DESIGN 0003: Tailscale Integration Research

Status: Draft Author: Donald Gifford Date: 2026-03-01

Summary

Research into using Tailscale for exposing repo-guardian's webhook endpoint publicly during local/dev testing, and potentially in production.

Two Approaches

1. Sidecar Container (Current Setup)

The compose.yaml already has a Tailscale sidecar behind the funnel profile. It uses network_mode: service:repo-guardian to share the network namespace and proxies HTTPS traffic from Funnel to 127.0.0.1:8080.

Pros:

Zero code changes to the app
Works with any container image
Independent lifecycle (can restart Tailscale without restarting the app)
Familiar Docker Compose pattern

Cons:

Requires CAP_NET_ADMIN and /dev/net/tun
Two containers to manage
Serve config needs ${TS_CERT_DOMAIN} variable expansion

2. Go SDK (`tsnet`) -- Embedded Tailscale

tsnet (tailscale.com/tsnet) embeds the full Tailscale networking stack directly into a Go program. The app becomes a Tailscale node -- no sidecar, no daemon, no kernel modules.

Uses a userspace TCP/IP stack (gVisor netstack), so it requires no root, no CAP_NET_ADMIN, and no TUN device.

Core API

srv := &tsnet.Server{
    Hostname:  "repo-guardian",
    Dir:       "./tsnet-state",
    AuthKey:   os.Getenv("TS_AUTHKEY"),
    Ephemeral: true,
}
defer srv.Close()

ln, err := srv.ListenFunnel("tcp", ":443")
// Public URL: https://repo-guardian.<tailnet-name>.ts.net

How It Would Work in repo-guardian

The webhook server (currently on :8080) could optionally also listen via Funnel on :443. The metrics server (:9090) stays local-only. Gated behind a config flag (e.g., TAILSCALE_FUNNEL=true).

Trade-off Comparison

Factor	`tsnet` (Embedded)	Sidecar Container
Code changes	Must integrate into app	None
Privileges	No root, no CAP_NET_ADMIN	Needs CAP_NET_ADMIN + /dev/net/tun
Container count	Single container	Two containers
Binary size impact	+15-30 MB (~3x current)	No impact
Dependency tree	~650+ transitive Go deps	No impact
Networking stack	Userspace (gVisor)	Kernel WireGuard
Lifecycle coupling	Tailscale = app lifecycle	Independent
Debugging	Harder to isolate	Separate container

Funnel Constraints

Applies to both approaches:

Ports: Only 443, 8443, and 10000 are supported.
HTTPS only: TLS termination is automatic.
ACL policy: Funnel must be explicitly enabled in the tailnet ACL policy.
Auth keys: Regular keys expire after 90 days max. Use OAuth client credentials for long-lived deployments.

Gotchas

State directory persistence

Even with Ephemeral: true, tsnet requires a writable Dir for state. In read-only container filesystems, set Dir to a writable path or mount an emptyDir volume.

Dependency weight

The tailscale.com module pulls in ~100 direct dependencies including the full gVisor netstack, wireguard-go, and AWS SDK v2. The depaware.txt manifest is 657 lines. This would significantly increase build times and go.sum size.

Kubernetes considerations

Without persistent state, the node re-authenticates on every pod restart.
Use Ephemeral: true with a reusable auth key, or mount a PersistentVolume for Dir.
Multiple replicas cannot share the same state (each needs its own identity).

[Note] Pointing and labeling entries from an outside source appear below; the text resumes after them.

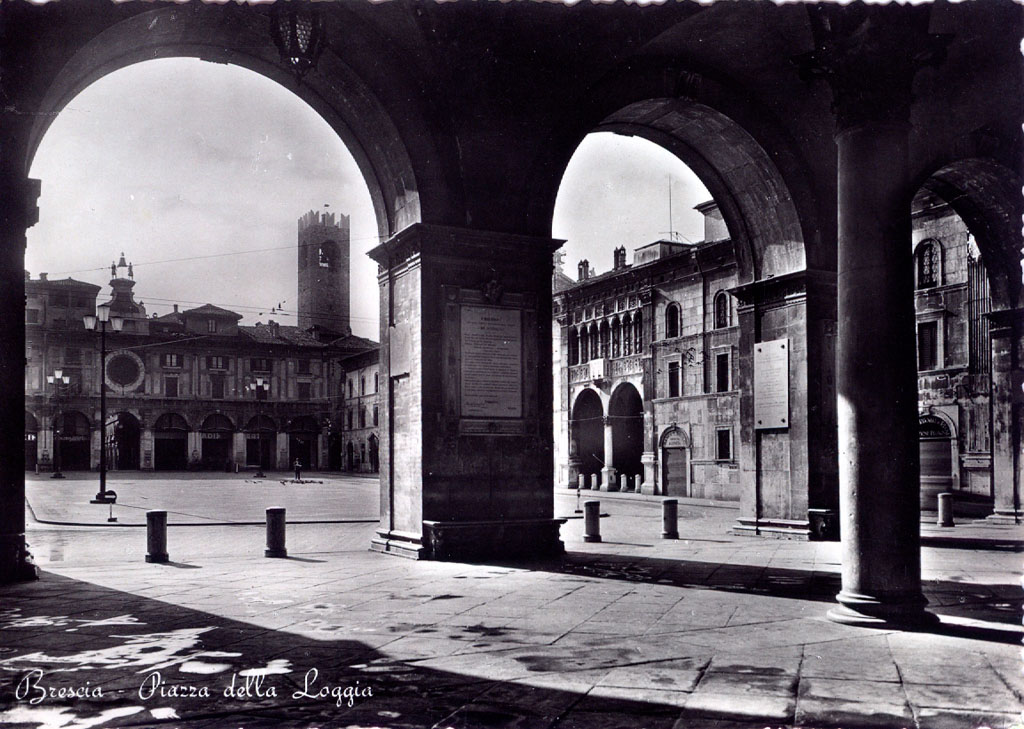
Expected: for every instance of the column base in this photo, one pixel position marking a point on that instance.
(856, 609)
(15, 562)
(609, 479)
(476, 541)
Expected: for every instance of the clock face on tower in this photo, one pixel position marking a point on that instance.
(125, 372)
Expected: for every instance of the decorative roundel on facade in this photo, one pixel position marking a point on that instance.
(125, 372)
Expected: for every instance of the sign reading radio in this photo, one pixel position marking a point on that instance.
(771, 384)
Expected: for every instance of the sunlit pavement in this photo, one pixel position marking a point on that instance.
(708, 631)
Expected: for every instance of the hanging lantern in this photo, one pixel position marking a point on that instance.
(298, 32)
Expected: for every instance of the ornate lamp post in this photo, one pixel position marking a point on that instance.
(101, 319)
(56, 380)
(297, 29)
(260, 387)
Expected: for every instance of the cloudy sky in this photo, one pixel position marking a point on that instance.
(199, 172)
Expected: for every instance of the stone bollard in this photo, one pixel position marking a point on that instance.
(275, 532)
(156, 537)
(592, 521)
(946, 510)
(670, 519)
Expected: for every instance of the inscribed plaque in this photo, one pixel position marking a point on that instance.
(491, 381)
(771, 384)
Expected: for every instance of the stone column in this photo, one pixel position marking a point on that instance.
(1008, 413)
(608, 472)
(17, 213)
(870, 65)
(466, 431)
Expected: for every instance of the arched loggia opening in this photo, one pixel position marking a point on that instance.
(123, 441)
(626, 414)
(588, 434)
(968, 298)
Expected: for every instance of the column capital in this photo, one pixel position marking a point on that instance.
(868, 56)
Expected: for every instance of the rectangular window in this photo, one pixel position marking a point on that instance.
(673, 379)
(928, 345)
(723, 444)
(721, 373)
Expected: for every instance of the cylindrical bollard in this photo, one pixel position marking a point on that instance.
(670, 519)
(592, 521)
(946, 510)
(275, 532)
(156, 535)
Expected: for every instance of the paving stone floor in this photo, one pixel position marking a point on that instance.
(709, 631)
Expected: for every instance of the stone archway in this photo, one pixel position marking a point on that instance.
(675, 453)
(587, 426)
(626, 416)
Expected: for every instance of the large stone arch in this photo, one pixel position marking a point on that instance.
(739, 152)
(228, 36)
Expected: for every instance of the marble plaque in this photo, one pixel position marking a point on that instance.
(491, 382)
(771, 384)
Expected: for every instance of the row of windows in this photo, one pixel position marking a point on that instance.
(722, 369)
(723, 315)
(363, 386)
(363, 417)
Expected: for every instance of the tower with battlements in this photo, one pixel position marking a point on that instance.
(323, 255)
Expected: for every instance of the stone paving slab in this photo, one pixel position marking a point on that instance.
(674, 634)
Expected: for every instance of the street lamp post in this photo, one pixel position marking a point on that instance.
(102, 318)
(56, 380)
(259, 388)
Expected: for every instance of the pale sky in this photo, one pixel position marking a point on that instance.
(177, 159)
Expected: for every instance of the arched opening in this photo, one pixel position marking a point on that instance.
(31, 441)
(936, 460)
(626, 414)
(675, 463)
(302, 434)
(588, 434)
(261, 434)
(72, 441)
(170, 442)
(375, 459)
(216, 433)
(967, 247)
(123, 441)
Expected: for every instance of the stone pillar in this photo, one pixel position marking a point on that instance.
(1008, 413)
(608, 472)
(466, 431)
(17, 213)
(869, 58)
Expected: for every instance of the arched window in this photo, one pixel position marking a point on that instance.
(671, 320)
(928, 264)
(722, 310)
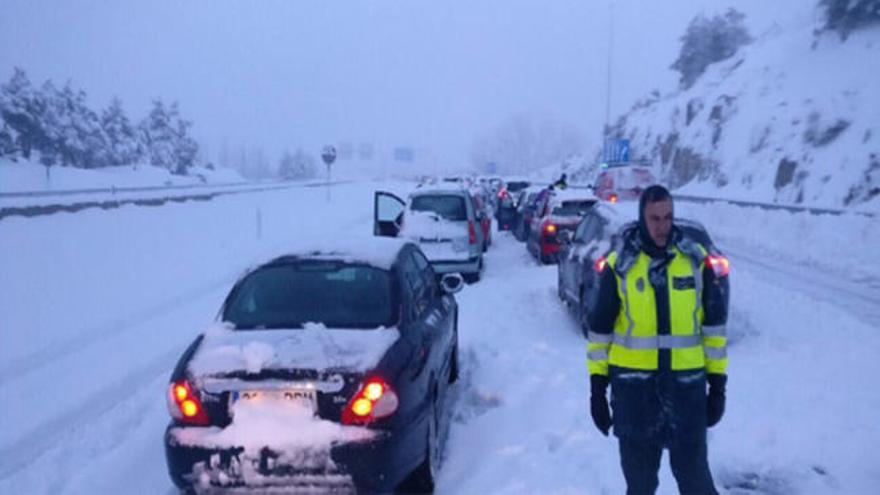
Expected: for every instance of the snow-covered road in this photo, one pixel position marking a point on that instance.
(98, 305)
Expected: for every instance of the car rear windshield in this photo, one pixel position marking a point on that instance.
(337, 294)
(572, 208)
(449, 206)
(517, 186)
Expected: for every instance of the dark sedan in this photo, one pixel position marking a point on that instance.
(328, 370)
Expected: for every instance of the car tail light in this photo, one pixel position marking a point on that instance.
(374, 400)
(184, 404)
(600, 264)
(719, 264)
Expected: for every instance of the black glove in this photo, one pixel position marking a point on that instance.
(715, 401)
(599, 403)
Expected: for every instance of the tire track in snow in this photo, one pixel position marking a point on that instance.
(29, 447)
(861, 297)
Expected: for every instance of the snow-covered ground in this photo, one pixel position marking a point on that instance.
(98, 305)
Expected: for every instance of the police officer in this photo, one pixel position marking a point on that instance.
(657, 335)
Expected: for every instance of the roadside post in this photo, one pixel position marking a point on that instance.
(329, 156)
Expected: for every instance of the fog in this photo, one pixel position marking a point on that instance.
(278, 74)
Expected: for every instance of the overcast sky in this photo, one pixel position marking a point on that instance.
(280, 74)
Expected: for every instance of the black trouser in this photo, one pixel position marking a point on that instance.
(640, 460)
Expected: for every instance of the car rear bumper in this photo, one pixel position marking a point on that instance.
(371, 465)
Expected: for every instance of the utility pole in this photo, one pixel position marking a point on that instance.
(608, 73)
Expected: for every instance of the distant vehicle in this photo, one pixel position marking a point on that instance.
(506, 199)
(328, 370)
(623, 182)
(444, 222)
(484, 217)
(534, 204)
(563, 212)
(582, 256)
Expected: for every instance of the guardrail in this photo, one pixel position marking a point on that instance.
(39, 210)
(114, 190)
(772, 206)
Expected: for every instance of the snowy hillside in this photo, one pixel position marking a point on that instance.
(792, 118)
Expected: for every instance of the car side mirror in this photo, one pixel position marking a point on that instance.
(451, 283)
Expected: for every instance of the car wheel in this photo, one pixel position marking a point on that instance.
(421, 480)
(559, 292)
(453, 367)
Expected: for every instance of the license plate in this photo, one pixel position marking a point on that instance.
(294, 397)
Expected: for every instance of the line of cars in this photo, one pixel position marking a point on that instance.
(330, 367)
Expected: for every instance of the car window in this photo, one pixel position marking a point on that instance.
(573, 207)
(339, 295)
(429, 278)
(416, 287)
(590, 229)
(450, 207)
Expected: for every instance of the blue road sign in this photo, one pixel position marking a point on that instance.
(616, 150)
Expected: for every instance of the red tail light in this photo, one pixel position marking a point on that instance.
(374, 400)
(719, 264)
(185, 406)
(600, 264)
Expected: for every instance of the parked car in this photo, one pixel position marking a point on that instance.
(623, 182)
(535, 202)
(582, 256)
(562, 212)
(328, 370)
(507, 203)
(484, 217)
(444, 222)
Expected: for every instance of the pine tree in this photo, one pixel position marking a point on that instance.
(158, 136)
(707, 41)
(123, 147)
(19, 107)
(8, 148)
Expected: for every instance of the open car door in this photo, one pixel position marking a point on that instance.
(387, 214)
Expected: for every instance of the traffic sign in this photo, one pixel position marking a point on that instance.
(329, 154)
(616, 150)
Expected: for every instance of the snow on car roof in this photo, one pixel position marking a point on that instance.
(560, 195)
(457, 191)
(376, 251)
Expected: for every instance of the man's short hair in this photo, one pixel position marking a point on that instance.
(653, 194)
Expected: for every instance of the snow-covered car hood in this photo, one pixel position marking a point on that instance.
(420, 225)
(314, 347)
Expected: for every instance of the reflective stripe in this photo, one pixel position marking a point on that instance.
(658, 341)
(598, 355)
(630, 323)
(716, 352)
(714, 330)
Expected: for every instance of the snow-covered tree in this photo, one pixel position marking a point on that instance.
(845, 16)
(21, 110)
(298, 166)
(159, 136)
(709, 40)
(8, 148)
(123, 146)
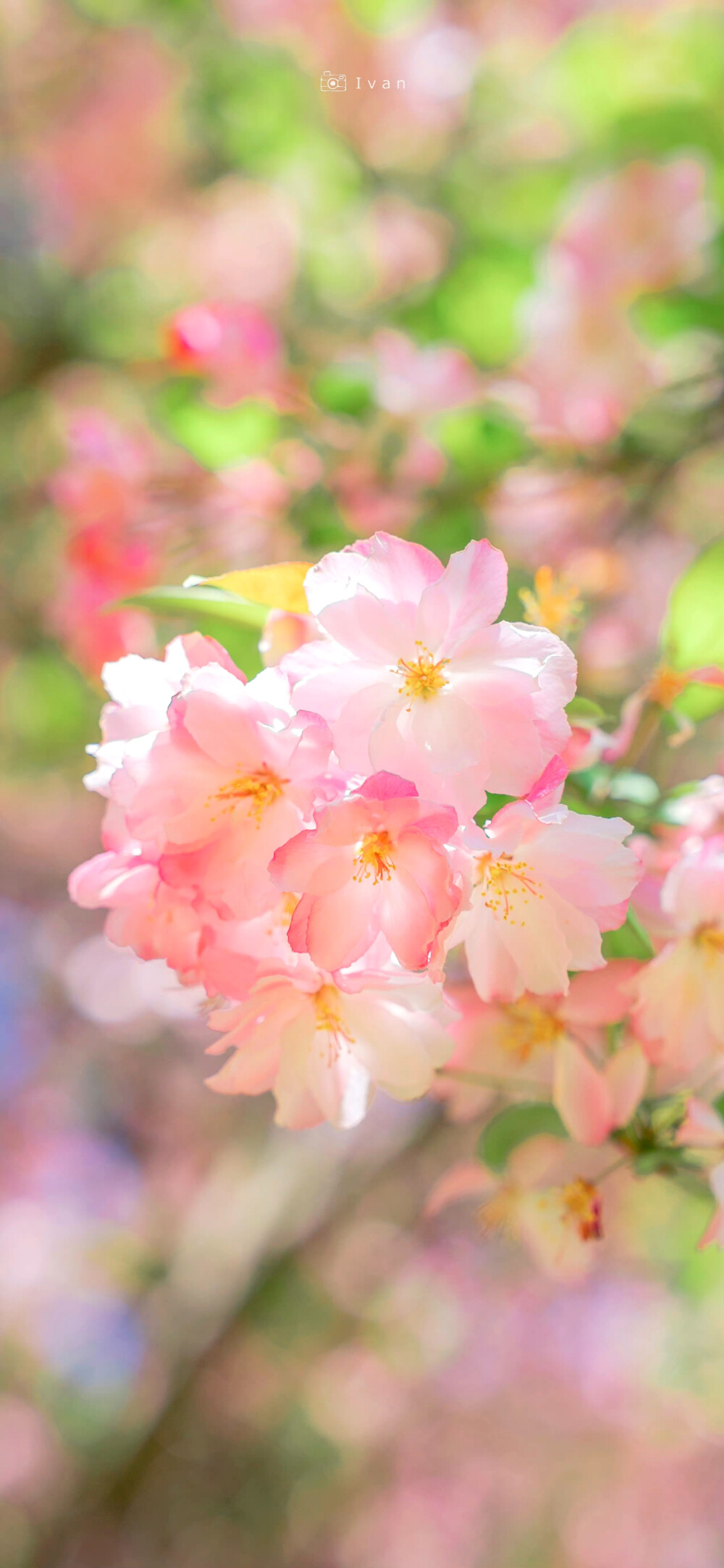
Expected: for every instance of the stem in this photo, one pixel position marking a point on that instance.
(487, 1079)
(612, 1169)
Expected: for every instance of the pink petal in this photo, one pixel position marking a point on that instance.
(387, 566)
(602, 996)
(337, 928)
(468, 598)
(466, 1180)
(580, 1095)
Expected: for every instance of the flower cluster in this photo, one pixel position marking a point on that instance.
(304, 844)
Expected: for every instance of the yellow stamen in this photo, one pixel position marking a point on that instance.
(503, 881)
(374, 858)
(582, 1204)
(530, 1028)
(327, 1004)
(665, 686)
(710, 938)
(261, 789)
(422, 676)
(554, 603)
(499, 1214)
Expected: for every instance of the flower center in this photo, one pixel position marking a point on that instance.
(710, 938)
(422, 676)
(507, 886)
(328, 1018)
(554, 603)
(261, 789)
(582, 1208)
(665, 686)
(530, 1028)
(374, 858)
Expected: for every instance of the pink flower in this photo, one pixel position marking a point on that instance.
(141, 692)
(594, 1099)
(503, 1041)
(585, 367)
(543, 1200)
(715, 1228)
(702, 1128)
(421, 682)
(224, 786)
(232, 344)
(321, 1049)
(543, 888)
(374, 863)
(640, 230)
(679, 998)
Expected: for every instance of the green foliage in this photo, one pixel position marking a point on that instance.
(215, 436)
(449, 529)
(693, 632)
(492, 805)
(344, 390)
(201, 601)
(513, 1126)
(629, 942)
(585, 709)
(479, 303)
(481, 443)
(384, 16)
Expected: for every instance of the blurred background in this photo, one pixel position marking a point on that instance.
(251, 312)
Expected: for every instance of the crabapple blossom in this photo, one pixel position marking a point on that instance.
(594, 1099)
(421, 682)
(372, 863)
(543, 889)
(715, 1228)
(323, 1048)
(227, 783)
(679, 998)
(541, 1200)
(145, 913)
(232, 344)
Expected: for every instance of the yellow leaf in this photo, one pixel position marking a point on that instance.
(281, 587)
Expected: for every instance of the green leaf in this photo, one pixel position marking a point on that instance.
(513, 1126)
(215, 436)
(192, 603)
(693, 631)
(634, 786)
(344, 390)
(629, 942)
(481, 443)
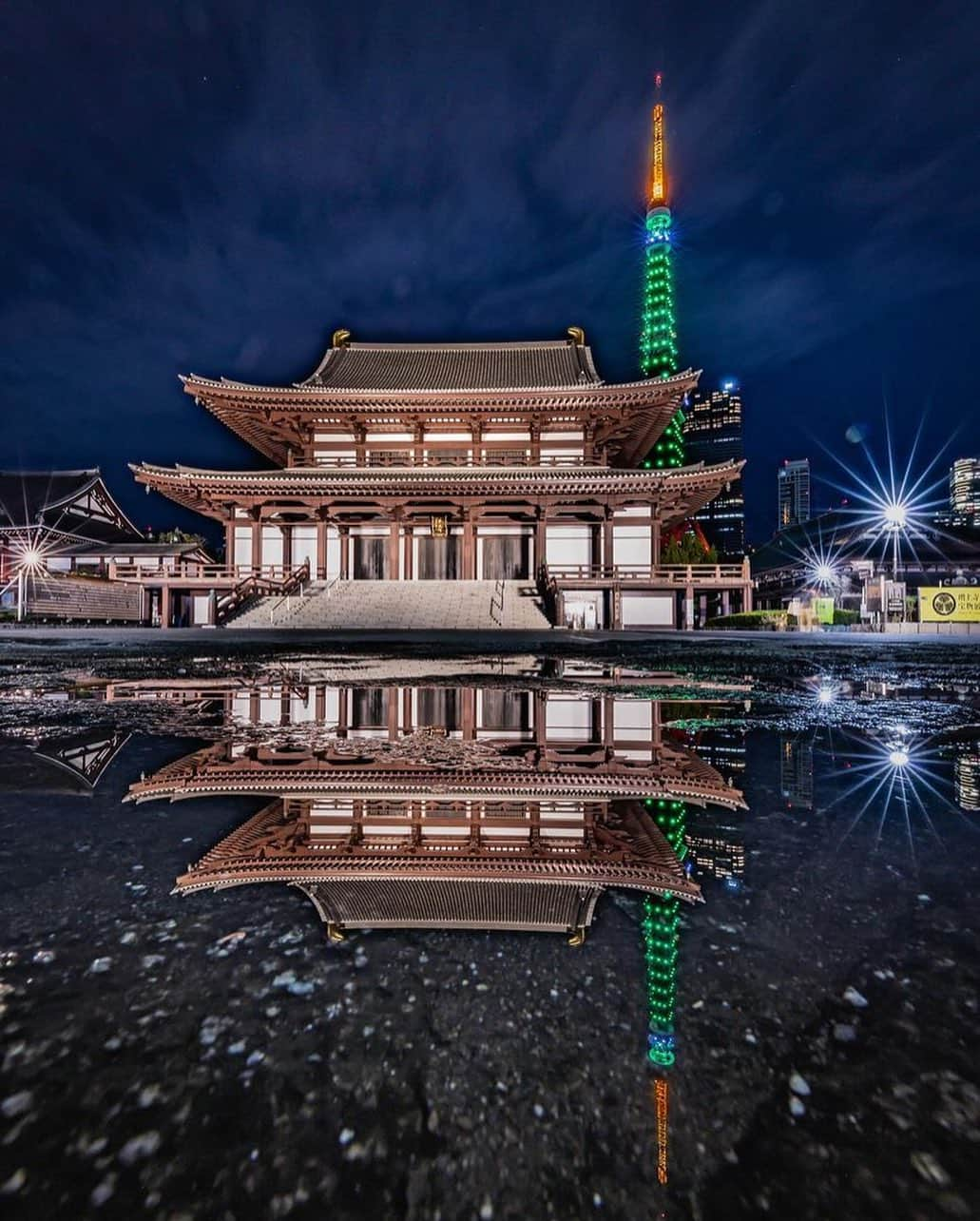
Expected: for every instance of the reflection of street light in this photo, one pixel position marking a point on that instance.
(894, 514)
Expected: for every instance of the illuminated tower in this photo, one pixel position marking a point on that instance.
(658, 332)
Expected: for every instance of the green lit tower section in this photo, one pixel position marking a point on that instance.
(658, 332)
(661, 929)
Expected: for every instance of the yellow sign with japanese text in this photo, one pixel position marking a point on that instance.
(952, 603)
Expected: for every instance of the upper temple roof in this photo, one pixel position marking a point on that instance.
(455, 365)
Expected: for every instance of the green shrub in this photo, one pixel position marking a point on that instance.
(755, 620)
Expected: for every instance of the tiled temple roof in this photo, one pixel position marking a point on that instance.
(370, 766)
(458, 902)
(274, 846)
(197, 489)
(44, 498)
(455, 365)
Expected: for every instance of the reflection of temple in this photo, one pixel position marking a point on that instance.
(718, 855)
(68, 764)
(452, 807)
(796, 770)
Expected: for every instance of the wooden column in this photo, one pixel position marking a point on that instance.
(408, 563)
(164, 606)
(468, 713)
(608, 540)
(469, 547)
(344, 532)
(541, 537)
(257, 545)
(394, 532)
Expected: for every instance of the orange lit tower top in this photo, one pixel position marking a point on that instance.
(658, 334)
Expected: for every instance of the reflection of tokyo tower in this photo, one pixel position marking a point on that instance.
(658, 329)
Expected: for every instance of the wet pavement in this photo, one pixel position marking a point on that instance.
(211, 1054)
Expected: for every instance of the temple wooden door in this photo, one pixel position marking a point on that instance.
(439, 559)
(370, 558)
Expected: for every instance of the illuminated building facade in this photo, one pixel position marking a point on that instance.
(61, 536)
(964, 491)
(713, 434)
(446, 806)
(796, 770)
(717, 856)
(967, 772)
(794, 493)
(456, 461)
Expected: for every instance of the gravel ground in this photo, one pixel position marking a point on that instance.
(213, 1056)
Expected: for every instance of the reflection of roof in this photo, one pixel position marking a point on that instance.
(67, 764)
(415, 765)
(682, 491)
(628, 850)
(455, 365)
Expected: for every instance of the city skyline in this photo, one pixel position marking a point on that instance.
(501, 207)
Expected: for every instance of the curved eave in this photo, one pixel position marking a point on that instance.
(312, 867)
(678, 493)
(586, 395)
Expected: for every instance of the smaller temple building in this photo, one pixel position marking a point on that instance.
(446, 807)
(511, 464)
(63, 542)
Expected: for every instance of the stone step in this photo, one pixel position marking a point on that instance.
(402, 606)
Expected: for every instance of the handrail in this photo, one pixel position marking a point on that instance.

Userspace networking performance

The gVisor netstack has historically had ~20-30% overhead vs kernel WireGuard due to GC pressure. Recent buffer pooling improvements have reduced this. Irrelevant for webhook workloads -- only matters for high-throughput data transfer.

Recommendation

For local dev/testing, the sidecar container approach is simpler -- no code changes, no dependency bloat, and it's already wired up in compose.yaml.

For production on Kubernetes, the sidecar is also the more standard pattern. It aligns with Tailscale's own Kubernetes operator which uses sidecar proxies.

The tsnet approach would only be worth it if we wanted to:

Eliminate the sidecar entirely in production
Remove the CAP_NET_ADMIN requirement
Have programmatic control over Tailscale (e.g., dynamic cert provisioning, identity-aware routing)

None of these are pressing needs for repo-guardian today. The sidecar is the right call for now.